2. If no type parameter is provided when the function is called, that is, the function is called in the form of f(a), the generic function f that enters the candidate set must meet the following requirements:

Assuming f is a generic function in the format of f<X_1,...,X_m>(p1: T_1, ..., pn: T_n): R. No type parameter is provided in the call expression, so the format is f(a_1, ..., a_n). f can infer a group of type parameters TA_1, ...,TA_m based on the parameter type (A1, ...,An), which meet all generic constraints of f. In addition, when X_1, ...,X_m are replaced with TA_1, ...,TA_m in f, it can pass the type check of function call. The check rules are as follows:
- After the inferred type parameter TA_1, ...,TA_m are substituted into the function parameter (T1, ...,Tn) of f, (A1, ...,An) are the subtype of the substituted parameter type in the context where the call expression is located.
$$ \sigma = [X_1 \mapsto TA_1, ..., X_m \mapsto TA_m] $$ $$ \Delta \vdash (A1, ..., An) <: \sigma (T_{1},...,T_{n}) $$
- If the call expression provides the return type RA, type check needs to be performed based on the return type. After X_1, ...,X_m in the return type R of f are replaced with TA_1, ...,TA_m, the substituted return type is the subtype of RA in the context where the call expression is located.

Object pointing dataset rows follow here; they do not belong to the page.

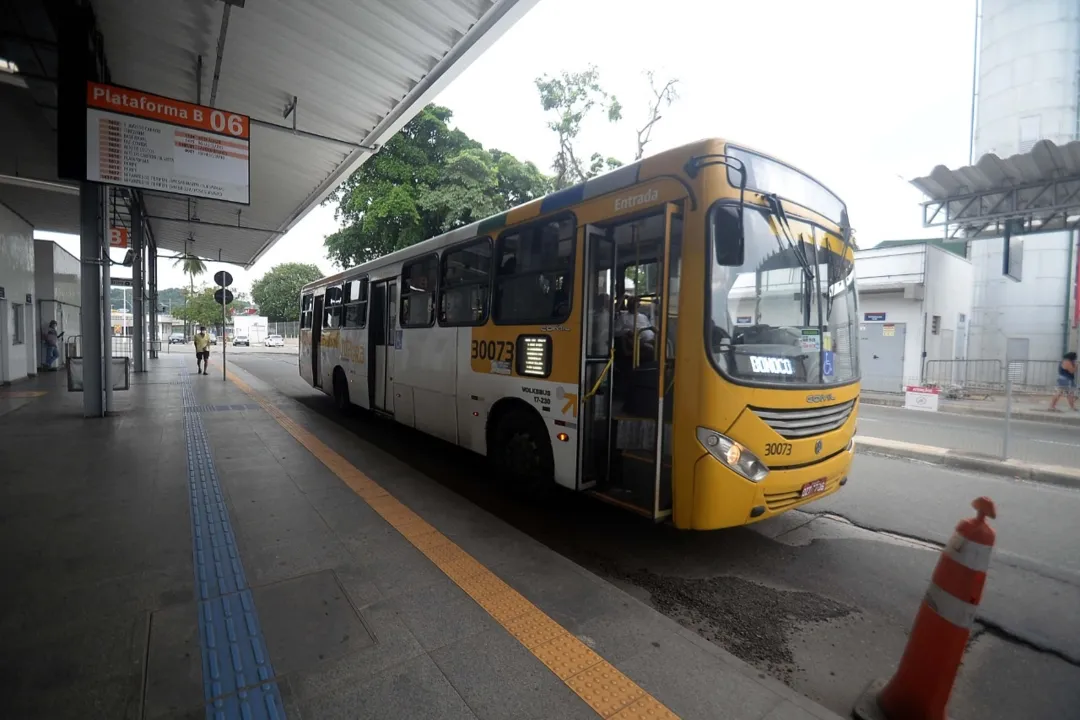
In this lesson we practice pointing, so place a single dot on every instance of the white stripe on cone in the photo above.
(972, 555)
(954, 610)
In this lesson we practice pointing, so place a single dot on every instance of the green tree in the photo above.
(201, 309)
(278, 293)
(571, 97)
(429, 178)
(663, 96)
(171, 298)
(192, 267)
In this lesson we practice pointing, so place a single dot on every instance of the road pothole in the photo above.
(751, 621)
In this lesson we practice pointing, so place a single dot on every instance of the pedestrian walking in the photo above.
(1066, 381)
(52, 349)
(202, 351)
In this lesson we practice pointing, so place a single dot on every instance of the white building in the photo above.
(915, 300)
(18, 324)
(1028, 90)
(255, 327)
(56, 275)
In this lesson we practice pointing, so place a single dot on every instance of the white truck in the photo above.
(254, 328)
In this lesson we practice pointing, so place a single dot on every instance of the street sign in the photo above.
(144, 140)
(917, 397)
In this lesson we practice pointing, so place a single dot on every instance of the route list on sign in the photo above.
(159, 144)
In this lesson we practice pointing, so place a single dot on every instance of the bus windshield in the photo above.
(782, 311)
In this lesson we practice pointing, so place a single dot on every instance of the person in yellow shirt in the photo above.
(202, 351)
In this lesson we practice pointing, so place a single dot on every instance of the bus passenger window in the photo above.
(355, 302)
(534, 281)
(464, 285)
(332, 315)
(419, 279)
(306, 303)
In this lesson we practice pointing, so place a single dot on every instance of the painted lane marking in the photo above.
(1068, 445)
(610, 693)
(238, 677)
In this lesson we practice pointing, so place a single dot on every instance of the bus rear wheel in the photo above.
(341, 391)
(523, 454)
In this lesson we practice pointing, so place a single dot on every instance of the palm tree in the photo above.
(192, 267)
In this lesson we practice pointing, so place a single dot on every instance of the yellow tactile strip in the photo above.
(610, 693)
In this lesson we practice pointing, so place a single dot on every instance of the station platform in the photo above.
(216, 549)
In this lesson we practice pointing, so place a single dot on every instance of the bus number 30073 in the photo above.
(493, 350)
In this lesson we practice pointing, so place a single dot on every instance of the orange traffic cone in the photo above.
(921, 685)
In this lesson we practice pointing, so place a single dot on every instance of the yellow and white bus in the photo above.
(676, 337)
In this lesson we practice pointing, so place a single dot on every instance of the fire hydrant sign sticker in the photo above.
(144, 140)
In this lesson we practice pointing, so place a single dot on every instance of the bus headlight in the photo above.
(732, 454)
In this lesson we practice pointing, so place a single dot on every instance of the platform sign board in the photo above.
(917, 397)
(119, 238)
(154, 143)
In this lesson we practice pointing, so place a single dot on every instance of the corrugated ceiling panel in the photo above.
(1045, 161)
(349, 63)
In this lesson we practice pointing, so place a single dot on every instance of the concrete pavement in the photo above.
(1039, 451)
(819, 601)
(1024, 406)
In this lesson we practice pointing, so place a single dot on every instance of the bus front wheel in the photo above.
(341, 391)
(523, 454)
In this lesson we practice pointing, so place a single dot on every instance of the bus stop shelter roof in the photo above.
(1038, 191)
(358, 71)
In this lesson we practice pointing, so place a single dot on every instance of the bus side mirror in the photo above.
(728, 242)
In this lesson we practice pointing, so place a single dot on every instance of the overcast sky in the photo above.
(859, 95)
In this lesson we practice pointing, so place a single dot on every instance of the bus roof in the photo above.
(602, 185)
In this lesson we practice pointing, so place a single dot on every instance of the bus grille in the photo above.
(794, 424)
(777, 501)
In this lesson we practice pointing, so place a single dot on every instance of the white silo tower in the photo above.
(1028, 90)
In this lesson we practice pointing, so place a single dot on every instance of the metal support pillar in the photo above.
(138, 290)
(106, 316)
(90, 242)
(151, 271)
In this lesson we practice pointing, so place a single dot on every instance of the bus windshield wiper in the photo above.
(785, 228)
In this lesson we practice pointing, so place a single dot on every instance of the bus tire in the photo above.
(522, 452)
(341, 391)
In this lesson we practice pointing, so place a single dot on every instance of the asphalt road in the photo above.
(1035, 442)
(822, 599)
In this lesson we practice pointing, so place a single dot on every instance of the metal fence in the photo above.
(988, 377)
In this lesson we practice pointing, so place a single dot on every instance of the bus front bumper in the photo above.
(724, 499)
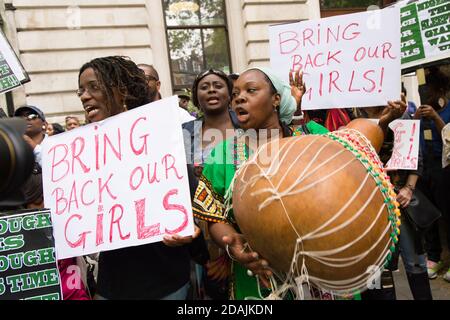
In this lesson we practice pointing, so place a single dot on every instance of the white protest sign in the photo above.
(405, 153)
(425, 26)
(118, 183)
(12, 73)
(348, 61)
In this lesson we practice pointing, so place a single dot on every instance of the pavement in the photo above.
(440, 288)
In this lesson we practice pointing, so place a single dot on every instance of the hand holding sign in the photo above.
(345, 60)
(118, 183)
(406, 145)
(176, 240)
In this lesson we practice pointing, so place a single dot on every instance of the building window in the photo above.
(349, 4)
(197, 38)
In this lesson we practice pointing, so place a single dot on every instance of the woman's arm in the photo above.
(226, 237)
(405, 194)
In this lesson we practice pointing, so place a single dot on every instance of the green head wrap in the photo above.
(288, 105)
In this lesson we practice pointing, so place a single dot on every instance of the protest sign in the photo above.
(28, 268)
(405, 153)
(12, 73)
(348, 61)
(118, 183)
(425, 27)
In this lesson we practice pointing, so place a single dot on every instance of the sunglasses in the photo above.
(149, 78)
(31, 116)
(93, 88)
(210, 71)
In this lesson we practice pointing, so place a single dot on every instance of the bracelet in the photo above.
(229, 254)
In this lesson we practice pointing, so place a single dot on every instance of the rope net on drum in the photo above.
(298, 275)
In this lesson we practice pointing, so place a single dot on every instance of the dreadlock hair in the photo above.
(121, 73)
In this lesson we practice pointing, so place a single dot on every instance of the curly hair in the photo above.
(121, 73)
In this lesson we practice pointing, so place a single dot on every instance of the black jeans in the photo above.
(435, 184)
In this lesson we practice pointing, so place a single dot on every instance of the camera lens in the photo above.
(16, 157)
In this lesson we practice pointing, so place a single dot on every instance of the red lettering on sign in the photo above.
(180, 208)
(143, 148)
(82, 236)
(143, 231)
(114, 221)
(61, 161)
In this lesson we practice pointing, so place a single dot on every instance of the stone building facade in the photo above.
(53, 38)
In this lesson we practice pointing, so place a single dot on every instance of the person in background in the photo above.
(152, 77)
(184, 101)
(412, 108)
(154, 85)
(35, 132)
(72, 122)
(54, 128)
(434, 114)
(211, 93)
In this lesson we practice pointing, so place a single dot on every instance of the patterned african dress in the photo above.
(209, 201)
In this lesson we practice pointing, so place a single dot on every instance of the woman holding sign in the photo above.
(405, 183)
(262, 102)
(106, 87)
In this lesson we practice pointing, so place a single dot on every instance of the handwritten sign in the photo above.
(406, 145)
(118, 183)
(12, 73)
(28, 267)
(348, 61)
(425, 26)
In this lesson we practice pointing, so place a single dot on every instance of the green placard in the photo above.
(28, 266)
(425, 27)
(412, 46)
(8, 79)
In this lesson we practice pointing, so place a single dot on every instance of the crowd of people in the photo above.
(215, 263)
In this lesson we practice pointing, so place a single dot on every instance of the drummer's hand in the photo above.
(404, 196)
(395, 109)
(241, 252)
(176, 240)
(298, 87)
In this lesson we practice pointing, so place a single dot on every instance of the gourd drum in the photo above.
(320, 207)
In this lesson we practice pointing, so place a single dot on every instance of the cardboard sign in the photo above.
(118, 183)
(405, 154)
(425, 26)
(348, 61)
(28, 266)
(12, 73)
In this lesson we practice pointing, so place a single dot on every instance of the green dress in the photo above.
(209, 201)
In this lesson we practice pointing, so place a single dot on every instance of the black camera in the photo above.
(16, 162)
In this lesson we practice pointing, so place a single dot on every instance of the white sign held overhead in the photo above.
(348, 61)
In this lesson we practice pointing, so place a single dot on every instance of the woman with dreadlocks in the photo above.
(106, 87)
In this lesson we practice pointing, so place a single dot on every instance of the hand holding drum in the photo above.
(322, 208)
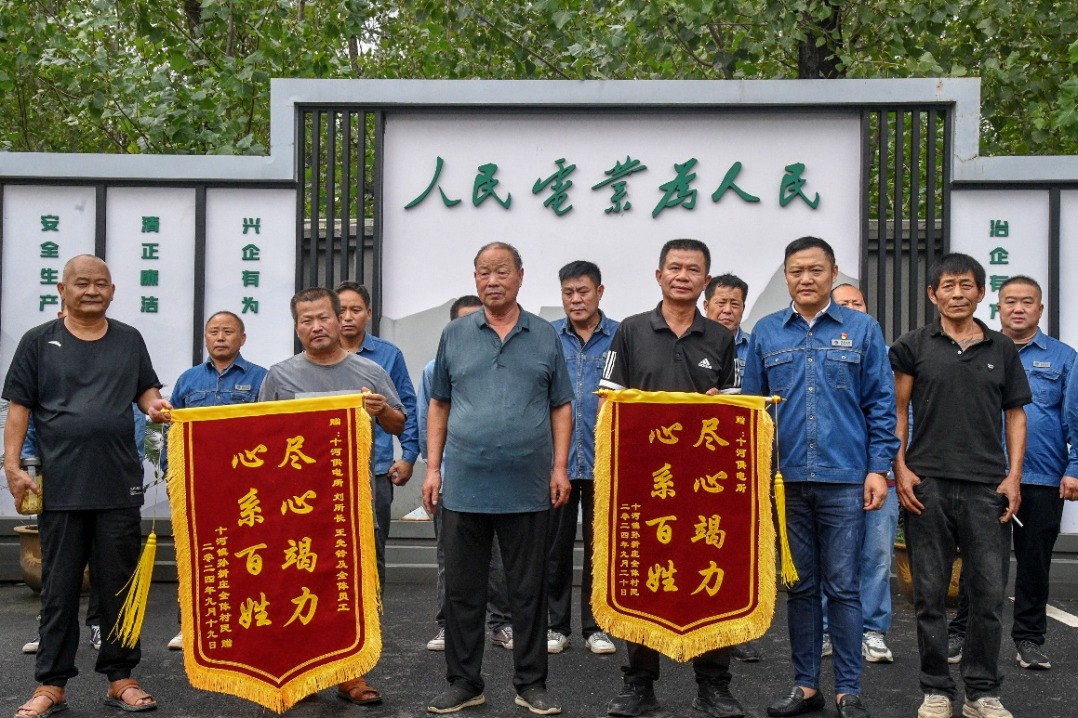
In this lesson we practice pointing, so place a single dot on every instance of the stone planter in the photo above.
(906, 579)
(29, 558)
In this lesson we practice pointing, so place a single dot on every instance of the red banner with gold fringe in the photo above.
(275, 546)
(683, 555)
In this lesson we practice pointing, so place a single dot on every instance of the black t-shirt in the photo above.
(646, 355)
(80, 395)
(958, 399)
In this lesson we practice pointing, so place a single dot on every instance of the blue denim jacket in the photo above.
(1047, 362)
(838, 420)
(585, 370)
(386, 355)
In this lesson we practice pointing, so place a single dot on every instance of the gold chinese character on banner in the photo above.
(250, 509)
(708, 435)
(664, 433)
(293, 455)
(713, 580)
(664, 533)
(663, 482)
(249, 457)
(664, 577)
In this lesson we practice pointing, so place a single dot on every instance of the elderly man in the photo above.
(327, 368)
(967, 388)
(78, 376)
(223, 378)
(837, 441)
(880, 529)
(500, 415)
(355, 315)
(585, 333)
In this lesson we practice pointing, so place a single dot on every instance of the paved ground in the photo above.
(409, 675)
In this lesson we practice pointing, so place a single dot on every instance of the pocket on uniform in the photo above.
(779, 369)
(840, 367)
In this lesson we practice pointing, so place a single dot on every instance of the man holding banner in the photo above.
(674, 348)
(837, 441)
(326, 368)
(500, 416)
(78, 376)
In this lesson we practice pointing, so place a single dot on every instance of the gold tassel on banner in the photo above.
(789, 570)
(129, 622)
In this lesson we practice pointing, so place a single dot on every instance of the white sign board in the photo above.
(250, 266)
(150, 247)
(1007, 232)
(610, 188)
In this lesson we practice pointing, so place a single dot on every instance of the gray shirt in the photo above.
(298, 377)
(498, 446)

$$ \sigma = [X_1 \mapsto TA_1, ..., X_m \mapsto TA_m] $$ $$ \Delta \vdash \sigma R <: RA $$

3. If type parameters are provided during function call, that is, the function call format is f<TA>(a), the f that enters the candidate set must meet the following requirements:

The number of type parameters of f is the same as that of TA. The type parameter TA meets the generic constraint of f. After the type parameters are substituted, the function can pass the type check of function call.